La locura |
Aurora
Rodríguez sufría de graves delirios de grandeza. Un día decidió emular
a Dios y tener un hijo que salvara a la humanidad. Fue niña:
Hildegart. La amaestró, la educó, la convirtió en figura política y
pública. A los 17 años ya había terminado la carrera de Derecho. Pero
quiso ser libre. Y su madre la mató. Sucedió casi un siglo atrás en
España.
Por Rosa Montero *
Contemos
cuanto antes los hechos escuetos, sobradamente conocidos y aterradores
en su simplicidad mortífera. Todo sucedió en España y hace casi un
siglo. Aurora Rodríguez era una mujer con graves delirios de grandeza.
Tan graves que un buen día decidió emular a Dios y tener un hijo que
salvara a la humanidad. O, mejor, una hija, una niña a la que educaría
para ser la Primera Mujer Libre, el prototipo de la nueva sociedad. Y
así, Aurora programó su embarazo y parió a Hildegart, a quien amaestró
desde la cuna con férrea mano de domadora circense, hasta convertirla en
un ejemplar anómalo y excepcional, en una pobre niña prodigio.
Hildegart aprendió a leer antes de los dos años, a escribir antes de los
tres. Con ocho dominaba el francés, el inglés y el alemán. Con catorce
se lanzó a la vida pública y comenzó a escribir en los periódicos, a
dar conferencias, a redactar libros, a participar en la política
(ingresó en las Juventudes Socialistas y en UGT). A los diecisiete
había terminado la carrera de Derecho y era famosa. Un año después, en
1933, Hildegart quiso hacer uso de esa libertad para la que
supuestamente había sido educada. Quiso independizarse de su madre. Y
Aurora, para impedirlo, le pegó cuatro tiros una noche de verano,
mientras dormía.
Esta historia truculenta ocasionó en su momento
un enorme revuelo, no sólo por el morbo de parricidio y por la
popularidad de la víctima, sino también por razones políticas: Hilde
era una figura radical y polémica, militaba en la izquierda (en 1932
rompió con los socialistas e ingresó en el Partido Federal), era una
muchacha que hablaba de sexo y que arremetía contra las prerrogativas
de una rancia Iglesia. De hecho, el juicio de Aurora, celebrado en
1934, estuvo muy mediatizado por la ideología y visto desde hoy resulta
un disparate. Aurora Rodríguez era una mujer mentalmente muy enferma.

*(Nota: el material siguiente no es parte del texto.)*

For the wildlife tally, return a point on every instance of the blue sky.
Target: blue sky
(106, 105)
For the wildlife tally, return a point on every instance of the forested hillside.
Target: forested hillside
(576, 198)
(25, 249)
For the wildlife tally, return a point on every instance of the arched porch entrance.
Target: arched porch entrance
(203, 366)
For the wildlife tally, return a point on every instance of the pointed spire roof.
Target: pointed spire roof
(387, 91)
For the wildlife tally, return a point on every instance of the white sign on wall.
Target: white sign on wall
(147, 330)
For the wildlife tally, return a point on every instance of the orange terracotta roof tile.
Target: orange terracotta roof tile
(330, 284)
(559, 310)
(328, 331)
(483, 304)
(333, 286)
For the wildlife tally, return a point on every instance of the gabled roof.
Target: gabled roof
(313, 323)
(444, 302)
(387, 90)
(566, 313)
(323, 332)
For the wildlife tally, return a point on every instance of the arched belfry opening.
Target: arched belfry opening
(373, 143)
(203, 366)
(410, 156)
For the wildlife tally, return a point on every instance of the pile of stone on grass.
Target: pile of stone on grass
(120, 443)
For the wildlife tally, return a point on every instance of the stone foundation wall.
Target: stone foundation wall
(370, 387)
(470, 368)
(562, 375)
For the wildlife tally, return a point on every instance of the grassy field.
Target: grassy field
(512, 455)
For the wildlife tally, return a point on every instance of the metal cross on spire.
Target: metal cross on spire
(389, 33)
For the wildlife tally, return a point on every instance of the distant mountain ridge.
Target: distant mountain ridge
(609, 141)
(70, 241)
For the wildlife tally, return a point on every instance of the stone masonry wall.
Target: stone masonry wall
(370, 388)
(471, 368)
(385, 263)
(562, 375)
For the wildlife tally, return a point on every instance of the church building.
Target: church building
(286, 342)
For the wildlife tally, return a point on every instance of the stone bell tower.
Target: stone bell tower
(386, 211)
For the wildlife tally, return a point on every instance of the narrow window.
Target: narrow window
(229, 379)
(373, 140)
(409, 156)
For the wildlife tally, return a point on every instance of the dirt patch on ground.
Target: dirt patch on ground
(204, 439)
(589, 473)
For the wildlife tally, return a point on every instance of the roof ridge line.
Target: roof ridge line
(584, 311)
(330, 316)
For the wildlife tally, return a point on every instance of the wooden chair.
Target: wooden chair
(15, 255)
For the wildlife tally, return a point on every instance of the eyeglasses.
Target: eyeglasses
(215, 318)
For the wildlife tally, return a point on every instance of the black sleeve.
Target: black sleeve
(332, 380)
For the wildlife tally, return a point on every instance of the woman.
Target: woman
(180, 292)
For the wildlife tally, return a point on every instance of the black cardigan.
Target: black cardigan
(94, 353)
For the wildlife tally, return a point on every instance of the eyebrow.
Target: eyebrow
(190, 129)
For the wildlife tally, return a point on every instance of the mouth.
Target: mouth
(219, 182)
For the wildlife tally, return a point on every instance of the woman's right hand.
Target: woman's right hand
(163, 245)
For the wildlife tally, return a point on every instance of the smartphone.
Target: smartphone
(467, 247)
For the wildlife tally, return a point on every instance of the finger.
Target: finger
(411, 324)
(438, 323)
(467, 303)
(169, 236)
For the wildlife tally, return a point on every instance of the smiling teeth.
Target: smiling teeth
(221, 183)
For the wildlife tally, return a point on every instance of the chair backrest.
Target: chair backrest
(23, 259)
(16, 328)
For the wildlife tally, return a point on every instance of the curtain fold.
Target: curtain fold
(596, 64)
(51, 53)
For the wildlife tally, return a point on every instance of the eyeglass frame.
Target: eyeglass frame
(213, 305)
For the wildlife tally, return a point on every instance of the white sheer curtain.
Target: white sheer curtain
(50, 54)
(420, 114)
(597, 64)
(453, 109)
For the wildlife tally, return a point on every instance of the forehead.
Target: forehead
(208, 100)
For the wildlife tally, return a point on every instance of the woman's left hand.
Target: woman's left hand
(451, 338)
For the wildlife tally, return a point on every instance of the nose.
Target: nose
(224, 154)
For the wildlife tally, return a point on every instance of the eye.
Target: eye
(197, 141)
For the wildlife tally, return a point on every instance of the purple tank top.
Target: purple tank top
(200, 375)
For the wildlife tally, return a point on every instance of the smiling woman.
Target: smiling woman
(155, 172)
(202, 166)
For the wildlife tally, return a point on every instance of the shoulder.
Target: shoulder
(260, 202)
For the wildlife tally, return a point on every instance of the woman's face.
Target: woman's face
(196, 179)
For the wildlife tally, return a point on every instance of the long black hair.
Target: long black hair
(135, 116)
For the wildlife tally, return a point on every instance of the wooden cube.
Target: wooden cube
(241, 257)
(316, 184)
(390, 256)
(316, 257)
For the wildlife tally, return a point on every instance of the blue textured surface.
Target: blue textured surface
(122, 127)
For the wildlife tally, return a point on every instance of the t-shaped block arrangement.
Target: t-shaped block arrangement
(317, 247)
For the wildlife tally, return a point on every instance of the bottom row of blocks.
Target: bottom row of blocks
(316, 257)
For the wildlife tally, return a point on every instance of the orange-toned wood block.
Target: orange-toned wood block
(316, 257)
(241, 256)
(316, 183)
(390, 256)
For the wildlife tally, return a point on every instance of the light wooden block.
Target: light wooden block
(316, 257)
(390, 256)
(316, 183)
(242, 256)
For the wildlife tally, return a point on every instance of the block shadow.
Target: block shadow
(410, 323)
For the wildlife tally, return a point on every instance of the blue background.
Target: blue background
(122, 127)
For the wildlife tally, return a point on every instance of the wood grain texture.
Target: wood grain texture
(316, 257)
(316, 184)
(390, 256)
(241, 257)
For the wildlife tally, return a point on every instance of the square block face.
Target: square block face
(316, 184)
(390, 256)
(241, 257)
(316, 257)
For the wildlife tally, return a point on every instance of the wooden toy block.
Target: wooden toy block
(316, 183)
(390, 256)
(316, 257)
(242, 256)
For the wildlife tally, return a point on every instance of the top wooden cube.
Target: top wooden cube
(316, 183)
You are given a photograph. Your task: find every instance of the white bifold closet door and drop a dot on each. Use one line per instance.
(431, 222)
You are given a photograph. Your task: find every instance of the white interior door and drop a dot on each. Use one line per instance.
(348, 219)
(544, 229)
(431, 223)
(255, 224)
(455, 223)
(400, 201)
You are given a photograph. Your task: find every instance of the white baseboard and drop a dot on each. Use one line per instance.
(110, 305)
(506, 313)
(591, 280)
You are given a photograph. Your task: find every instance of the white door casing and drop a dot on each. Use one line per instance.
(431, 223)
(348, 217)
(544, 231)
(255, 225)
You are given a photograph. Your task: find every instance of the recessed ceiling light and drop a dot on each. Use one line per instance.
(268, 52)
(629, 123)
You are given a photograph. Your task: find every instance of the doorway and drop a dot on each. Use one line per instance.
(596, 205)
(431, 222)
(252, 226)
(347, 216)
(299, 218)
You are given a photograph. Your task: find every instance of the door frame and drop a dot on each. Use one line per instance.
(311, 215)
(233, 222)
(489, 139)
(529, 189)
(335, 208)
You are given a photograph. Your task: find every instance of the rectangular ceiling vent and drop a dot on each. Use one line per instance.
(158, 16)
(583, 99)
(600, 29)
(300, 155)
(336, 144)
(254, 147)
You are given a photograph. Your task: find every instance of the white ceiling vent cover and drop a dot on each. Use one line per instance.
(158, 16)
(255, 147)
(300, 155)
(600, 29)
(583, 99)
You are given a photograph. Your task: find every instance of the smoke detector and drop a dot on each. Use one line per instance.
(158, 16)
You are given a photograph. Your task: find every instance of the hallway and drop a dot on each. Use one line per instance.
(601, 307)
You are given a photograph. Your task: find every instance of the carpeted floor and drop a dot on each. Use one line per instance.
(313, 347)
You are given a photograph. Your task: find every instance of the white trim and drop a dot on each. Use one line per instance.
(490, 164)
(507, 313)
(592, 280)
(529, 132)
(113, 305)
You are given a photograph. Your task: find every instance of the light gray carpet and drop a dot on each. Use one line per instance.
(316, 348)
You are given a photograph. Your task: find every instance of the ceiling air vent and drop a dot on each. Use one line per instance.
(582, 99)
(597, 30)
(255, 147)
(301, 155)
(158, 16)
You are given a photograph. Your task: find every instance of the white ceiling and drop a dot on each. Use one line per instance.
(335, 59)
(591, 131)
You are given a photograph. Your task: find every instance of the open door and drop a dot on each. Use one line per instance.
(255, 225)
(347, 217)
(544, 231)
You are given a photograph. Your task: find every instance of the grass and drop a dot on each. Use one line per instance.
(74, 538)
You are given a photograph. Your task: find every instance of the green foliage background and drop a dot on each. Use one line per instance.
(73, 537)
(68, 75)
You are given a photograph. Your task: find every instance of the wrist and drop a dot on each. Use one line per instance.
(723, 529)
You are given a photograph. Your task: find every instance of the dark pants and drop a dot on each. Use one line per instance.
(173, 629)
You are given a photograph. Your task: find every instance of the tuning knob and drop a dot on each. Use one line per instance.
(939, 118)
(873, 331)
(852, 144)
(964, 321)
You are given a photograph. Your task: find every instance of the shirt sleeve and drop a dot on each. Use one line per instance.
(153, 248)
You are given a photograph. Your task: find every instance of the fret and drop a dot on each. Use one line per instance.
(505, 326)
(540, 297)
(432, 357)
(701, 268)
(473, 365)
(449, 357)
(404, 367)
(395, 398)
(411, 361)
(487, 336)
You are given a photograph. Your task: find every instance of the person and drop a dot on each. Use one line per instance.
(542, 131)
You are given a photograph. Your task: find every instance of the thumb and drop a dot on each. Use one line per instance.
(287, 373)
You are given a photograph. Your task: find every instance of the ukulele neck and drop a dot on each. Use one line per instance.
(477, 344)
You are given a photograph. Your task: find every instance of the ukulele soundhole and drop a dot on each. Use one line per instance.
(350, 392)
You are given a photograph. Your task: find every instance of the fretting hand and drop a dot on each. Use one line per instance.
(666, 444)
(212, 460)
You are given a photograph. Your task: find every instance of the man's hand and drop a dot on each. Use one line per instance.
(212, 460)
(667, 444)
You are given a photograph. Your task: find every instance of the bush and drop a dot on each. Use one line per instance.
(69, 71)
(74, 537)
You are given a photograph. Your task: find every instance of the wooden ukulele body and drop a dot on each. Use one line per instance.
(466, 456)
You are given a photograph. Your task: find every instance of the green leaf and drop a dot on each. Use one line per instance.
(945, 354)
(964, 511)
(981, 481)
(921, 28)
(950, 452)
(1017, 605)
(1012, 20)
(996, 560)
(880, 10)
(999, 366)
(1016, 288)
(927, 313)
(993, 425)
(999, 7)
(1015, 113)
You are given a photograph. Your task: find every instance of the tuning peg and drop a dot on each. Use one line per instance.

Tanto sus actitudes como sus declaraciones ante el tribunal fueron por
completo delirantes pero, aun así, los peritos psiquiátricos del fiscal
dictaminaron que estaba en sus cabales, y por consiguiente fue
condenada a 26 años de prisión. Con esta sentencia probablemente se
pretendía demostrar que el horrible crimen no había sido un producto de
la enajenación, sino de la disolución de costumbres y de la
depravación de los izquierdistas.
Aurora acogió el veredicto con
regocijo mesiánico. Durante el juicio ya había protestado contra su
propio abogado defensor por decir que estaba loca, cosa que,
naturalmente, ella negaba. Ahora, declaró, iba a aprovechar su paso por
la cárcel para reformar por completo el sistema de prisiones.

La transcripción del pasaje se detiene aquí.